Dans les refuges locaux, il choisit les chiens qui lui semblent de bon tempérament et de nature sociale, des atouts pour le programme. Puis il recrute des étudiants chargés de promener les chiens afin d'évaluer leur réaction dans les lieux publics. Les chiens qui passent ce test sont examinés par des vétérinaires locaux, puis confiés à la garde de M. Leonard pour leur dressage.
Le cap. Lohnes consacre de 30 à 50 heures à chaque chien avant le début du dressage officiel. Il se passionne pour la conduite de chiens, surtout s'il peut apporter son aide.
« Je ferais tout pour dénicher un chien à une personne, dit-il. La présence d'un chien peut être d'un grand secours et sauver la vie même. »
Une bonne patte
Les chiens ne proviennent pas tous des refuges locaux. Certains policiers demandentà M. Leonard de dresser leur chien pour le SPT.
C'est ce qu'a fait la gend. Peters, qui a adopté Nova après une dépression en 2002. Le diagnostic de SPT prononcé, elle s'était retrouvée en chute libre au point de se confiner chez elle pour éviter le contact des autres.

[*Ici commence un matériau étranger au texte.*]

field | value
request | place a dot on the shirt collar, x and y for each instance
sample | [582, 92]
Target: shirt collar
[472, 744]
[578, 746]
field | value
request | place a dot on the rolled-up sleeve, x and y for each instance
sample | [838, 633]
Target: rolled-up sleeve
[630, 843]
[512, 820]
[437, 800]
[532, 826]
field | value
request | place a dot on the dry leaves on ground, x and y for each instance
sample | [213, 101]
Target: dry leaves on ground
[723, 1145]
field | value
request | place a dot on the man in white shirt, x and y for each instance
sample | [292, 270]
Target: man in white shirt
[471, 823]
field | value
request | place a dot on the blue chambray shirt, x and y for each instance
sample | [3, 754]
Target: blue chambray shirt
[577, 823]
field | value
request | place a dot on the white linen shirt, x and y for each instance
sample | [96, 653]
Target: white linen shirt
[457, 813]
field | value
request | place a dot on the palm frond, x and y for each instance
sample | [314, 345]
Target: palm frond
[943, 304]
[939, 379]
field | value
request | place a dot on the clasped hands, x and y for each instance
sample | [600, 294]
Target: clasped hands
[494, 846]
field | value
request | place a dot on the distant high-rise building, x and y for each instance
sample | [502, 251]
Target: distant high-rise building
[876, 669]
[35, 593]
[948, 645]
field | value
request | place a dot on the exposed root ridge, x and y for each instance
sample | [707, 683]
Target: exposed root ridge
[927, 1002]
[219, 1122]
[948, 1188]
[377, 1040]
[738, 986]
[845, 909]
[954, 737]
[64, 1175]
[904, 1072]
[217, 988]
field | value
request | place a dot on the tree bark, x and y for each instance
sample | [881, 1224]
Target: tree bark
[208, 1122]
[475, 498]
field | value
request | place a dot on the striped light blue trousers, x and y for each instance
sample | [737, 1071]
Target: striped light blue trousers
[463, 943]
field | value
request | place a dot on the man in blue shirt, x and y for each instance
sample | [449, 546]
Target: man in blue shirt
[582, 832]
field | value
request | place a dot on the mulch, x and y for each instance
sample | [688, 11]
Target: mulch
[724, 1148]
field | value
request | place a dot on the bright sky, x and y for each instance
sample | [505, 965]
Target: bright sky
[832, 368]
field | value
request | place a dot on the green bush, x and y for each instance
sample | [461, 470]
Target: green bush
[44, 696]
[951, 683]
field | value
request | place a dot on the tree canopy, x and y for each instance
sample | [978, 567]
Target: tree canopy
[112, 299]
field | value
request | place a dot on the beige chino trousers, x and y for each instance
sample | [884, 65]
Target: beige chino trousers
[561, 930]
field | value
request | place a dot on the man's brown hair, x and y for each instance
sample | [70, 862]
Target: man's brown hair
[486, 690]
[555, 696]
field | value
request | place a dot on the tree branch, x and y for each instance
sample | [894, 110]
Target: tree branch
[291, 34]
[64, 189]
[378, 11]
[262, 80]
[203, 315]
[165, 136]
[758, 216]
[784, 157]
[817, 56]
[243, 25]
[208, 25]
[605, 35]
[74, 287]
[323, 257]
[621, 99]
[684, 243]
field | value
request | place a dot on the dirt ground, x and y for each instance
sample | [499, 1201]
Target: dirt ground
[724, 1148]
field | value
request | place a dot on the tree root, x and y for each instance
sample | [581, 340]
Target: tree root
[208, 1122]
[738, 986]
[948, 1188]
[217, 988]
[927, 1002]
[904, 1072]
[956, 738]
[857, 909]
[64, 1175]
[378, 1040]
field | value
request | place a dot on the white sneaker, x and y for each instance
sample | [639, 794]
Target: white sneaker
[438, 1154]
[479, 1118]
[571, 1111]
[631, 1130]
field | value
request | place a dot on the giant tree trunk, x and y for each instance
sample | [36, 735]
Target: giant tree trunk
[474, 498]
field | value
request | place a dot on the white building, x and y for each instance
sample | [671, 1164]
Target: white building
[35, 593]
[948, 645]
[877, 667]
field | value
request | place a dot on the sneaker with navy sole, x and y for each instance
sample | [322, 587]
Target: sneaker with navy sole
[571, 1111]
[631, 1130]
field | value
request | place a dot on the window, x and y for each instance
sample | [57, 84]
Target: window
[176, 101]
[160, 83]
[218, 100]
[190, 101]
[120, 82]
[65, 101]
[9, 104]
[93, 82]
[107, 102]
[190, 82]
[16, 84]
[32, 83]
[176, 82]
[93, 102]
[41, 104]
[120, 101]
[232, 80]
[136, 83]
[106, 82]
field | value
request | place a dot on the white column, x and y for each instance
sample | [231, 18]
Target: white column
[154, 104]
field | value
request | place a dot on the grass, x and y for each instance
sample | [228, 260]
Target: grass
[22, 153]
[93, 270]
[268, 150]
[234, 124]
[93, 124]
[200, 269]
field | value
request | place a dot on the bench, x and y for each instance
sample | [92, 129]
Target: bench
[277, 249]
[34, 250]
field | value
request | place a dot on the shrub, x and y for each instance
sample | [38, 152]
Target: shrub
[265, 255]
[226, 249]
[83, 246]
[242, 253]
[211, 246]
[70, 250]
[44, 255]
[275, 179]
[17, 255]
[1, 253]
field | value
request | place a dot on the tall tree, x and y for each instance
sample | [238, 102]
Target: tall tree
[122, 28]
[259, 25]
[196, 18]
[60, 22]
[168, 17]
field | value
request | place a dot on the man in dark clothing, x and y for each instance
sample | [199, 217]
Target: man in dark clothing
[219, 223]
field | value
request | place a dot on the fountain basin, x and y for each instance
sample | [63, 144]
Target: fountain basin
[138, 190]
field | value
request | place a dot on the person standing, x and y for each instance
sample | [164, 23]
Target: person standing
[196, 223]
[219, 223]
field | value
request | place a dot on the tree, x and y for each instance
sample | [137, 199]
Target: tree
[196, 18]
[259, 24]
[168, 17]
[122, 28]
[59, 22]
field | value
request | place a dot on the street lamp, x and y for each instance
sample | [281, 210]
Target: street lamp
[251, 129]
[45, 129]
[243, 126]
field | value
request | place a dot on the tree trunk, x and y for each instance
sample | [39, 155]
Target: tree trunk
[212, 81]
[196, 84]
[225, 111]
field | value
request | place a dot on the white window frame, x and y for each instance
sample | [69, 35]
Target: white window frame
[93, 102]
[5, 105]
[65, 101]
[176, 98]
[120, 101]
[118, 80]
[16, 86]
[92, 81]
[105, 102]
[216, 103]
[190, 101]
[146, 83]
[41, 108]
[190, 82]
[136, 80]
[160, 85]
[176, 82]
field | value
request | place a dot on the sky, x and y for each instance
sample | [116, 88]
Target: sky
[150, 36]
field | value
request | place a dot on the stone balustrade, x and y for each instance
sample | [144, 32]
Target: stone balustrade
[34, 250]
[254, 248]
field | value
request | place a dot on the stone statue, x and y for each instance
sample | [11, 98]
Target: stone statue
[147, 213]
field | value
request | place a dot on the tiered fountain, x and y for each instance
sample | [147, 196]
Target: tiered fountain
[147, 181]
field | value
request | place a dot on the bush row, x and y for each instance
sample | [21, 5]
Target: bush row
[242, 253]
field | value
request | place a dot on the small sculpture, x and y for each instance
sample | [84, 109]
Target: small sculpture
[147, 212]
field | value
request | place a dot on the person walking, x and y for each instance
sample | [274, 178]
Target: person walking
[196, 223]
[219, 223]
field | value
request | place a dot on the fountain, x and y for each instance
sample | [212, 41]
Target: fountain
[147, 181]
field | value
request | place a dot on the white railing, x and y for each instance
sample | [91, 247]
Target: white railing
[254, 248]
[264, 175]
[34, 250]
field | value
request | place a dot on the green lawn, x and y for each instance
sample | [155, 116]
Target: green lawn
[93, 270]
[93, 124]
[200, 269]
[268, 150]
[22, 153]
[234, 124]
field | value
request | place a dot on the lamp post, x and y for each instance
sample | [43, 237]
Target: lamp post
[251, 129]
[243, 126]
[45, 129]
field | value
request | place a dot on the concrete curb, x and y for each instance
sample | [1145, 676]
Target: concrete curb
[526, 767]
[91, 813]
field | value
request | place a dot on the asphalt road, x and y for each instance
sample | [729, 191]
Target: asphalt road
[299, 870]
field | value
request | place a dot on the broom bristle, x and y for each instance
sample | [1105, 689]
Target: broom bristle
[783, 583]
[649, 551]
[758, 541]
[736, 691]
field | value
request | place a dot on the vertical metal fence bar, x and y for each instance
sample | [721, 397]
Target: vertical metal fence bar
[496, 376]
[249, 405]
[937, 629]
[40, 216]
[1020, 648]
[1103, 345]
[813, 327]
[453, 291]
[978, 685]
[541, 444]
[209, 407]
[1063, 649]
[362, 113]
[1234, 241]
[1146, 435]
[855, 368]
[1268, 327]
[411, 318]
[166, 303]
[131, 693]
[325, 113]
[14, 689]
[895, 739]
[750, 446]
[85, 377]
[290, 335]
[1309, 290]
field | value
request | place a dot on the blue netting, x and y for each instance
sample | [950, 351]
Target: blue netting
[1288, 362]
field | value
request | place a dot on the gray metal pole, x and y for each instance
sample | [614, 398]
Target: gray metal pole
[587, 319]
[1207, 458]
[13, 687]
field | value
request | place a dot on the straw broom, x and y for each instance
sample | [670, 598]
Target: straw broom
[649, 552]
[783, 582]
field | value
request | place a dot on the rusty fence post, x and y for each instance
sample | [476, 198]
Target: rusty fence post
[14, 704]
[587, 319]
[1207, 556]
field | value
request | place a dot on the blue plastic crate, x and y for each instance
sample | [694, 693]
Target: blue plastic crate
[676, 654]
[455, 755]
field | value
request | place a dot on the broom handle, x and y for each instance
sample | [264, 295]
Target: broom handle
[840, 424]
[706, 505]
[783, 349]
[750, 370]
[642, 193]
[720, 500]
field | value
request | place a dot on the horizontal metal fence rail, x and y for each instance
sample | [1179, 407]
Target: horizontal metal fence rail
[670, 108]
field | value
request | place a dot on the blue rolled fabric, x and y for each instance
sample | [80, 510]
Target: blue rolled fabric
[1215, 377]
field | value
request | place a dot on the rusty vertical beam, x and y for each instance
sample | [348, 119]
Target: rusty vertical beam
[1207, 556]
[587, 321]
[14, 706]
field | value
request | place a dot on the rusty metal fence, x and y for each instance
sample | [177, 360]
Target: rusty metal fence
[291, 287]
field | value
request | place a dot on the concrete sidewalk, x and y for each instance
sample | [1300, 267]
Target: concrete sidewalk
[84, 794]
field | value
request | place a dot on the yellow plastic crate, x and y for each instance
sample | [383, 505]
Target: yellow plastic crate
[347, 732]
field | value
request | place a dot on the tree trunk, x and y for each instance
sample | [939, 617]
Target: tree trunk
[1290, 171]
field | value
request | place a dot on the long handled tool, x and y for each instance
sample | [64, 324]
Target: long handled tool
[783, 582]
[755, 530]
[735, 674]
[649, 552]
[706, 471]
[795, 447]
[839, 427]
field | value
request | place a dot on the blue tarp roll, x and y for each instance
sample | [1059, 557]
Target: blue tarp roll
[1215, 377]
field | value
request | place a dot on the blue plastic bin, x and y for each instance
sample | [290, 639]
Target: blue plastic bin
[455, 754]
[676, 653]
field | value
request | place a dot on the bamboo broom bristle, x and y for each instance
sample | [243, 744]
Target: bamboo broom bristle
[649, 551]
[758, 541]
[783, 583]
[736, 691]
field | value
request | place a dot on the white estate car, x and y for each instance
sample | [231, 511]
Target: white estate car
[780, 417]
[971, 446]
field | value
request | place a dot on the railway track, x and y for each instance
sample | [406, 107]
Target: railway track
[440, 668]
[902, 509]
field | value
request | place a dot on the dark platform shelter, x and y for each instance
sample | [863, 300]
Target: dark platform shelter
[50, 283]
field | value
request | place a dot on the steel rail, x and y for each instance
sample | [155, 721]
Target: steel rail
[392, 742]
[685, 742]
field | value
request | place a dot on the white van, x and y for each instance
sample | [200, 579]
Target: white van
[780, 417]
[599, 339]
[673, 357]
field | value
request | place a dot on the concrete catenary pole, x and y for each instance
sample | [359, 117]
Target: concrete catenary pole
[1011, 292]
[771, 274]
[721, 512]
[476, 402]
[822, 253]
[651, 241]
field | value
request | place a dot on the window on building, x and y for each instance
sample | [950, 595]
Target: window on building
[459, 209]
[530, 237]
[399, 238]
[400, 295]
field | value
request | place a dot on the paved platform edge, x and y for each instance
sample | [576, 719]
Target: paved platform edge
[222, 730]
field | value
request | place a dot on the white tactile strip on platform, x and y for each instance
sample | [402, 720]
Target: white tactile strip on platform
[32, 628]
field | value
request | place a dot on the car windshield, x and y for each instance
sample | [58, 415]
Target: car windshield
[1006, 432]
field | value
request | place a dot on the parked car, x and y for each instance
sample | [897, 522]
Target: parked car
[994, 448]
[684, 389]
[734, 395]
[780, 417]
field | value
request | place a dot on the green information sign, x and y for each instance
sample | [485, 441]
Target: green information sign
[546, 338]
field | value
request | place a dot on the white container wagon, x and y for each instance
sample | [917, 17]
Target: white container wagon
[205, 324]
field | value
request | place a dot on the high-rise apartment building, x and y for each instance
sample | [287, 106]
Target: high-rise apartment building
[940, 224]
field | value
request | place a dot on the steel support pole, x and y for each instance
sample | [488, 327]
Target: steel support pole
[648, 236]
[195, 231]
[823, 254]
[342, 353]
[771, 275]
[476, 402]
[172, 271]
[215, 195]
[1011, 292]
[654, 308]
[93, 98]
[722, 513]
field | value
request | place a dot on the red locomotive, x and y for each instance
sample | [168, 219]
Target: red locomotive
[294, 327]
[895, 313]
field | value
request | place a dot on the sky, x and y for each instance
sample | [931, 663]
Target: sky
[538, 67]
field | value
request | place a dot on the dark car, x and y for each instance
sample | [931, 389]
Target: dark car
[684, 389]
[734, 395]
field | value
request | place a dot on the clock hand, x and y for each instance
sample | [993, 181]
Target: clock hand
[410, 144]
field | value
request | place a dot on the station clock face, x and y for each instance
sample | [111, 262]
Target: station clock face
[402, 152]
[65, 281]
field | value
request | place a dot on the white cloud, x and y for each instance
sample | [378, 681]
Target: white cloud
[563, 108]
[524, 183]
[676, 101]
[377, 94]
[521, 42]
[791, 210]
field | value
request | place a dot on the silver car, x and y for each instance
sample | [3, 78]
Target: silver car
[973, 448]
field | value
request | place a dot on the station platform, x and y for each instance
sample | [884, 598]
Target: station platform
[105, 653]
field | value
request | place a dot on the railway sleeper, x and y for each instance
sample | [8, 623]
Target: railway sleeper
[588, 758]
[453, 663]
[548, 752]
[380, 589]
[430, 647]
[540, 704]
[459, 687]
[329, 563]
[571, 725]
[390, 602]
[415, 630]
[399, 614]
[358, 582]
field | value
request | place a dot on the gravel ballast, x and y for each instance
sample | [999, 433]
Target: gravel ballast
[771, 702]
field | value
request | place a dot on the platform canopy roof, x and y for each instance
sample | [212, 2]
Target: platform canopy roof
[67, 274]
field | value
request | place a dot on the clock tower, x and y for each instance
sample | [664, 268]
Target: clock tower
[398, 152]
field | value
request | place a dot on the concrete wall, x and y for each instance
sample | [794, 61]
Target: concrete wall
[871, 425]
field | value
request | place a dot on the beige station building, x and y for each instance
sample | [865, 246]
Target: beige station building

« Quand je me suis rendue compte que ma vie allait se résumer à quatre murs si je ne faisais rien, je me suis tournée vers Courageous Companions », raconte-t-elle.
Nova ayant réussi les premiers tests, elle a officiellement été dressée pour aider la gend. Peters à vivre avec le SPT. Elle devrait terminer son dressage l'année prochaine.
« Je peux maintenant sortir et aller à l'épicerie, par exemple. De semi-recluse, je sors maintenant presque tous les jours », dit-elle.
Le parcours de la gend. Annabelle Dionne de la GRC est semblable à celui de la gend. Peters. Après le meurtre d'un collègue, elle a adopté un eskimo américain croisé, Oreo, d'un refuge local pour alléger son quotidien. Lorsqu'elle a entendu parler de CC, elle a inscrit Oreo au programme de dressage.
Devenu depuis un chien d'assistance officiel, Oreo aide la gend. Dionne à surmonter le SPT à la maison, en public et au travail. La gend. Dionne est le premier membre de la GRC à la Direction nationale, à Ottawa, à amener son chien d'assistance au travail.
La gend. Dionne admet que le SPT est encore un sujet tabou au sein de nombreux services de police, mais elle croit que la stigmatisation s'affaiblira à mesure que plus de personnes touchées en parleront.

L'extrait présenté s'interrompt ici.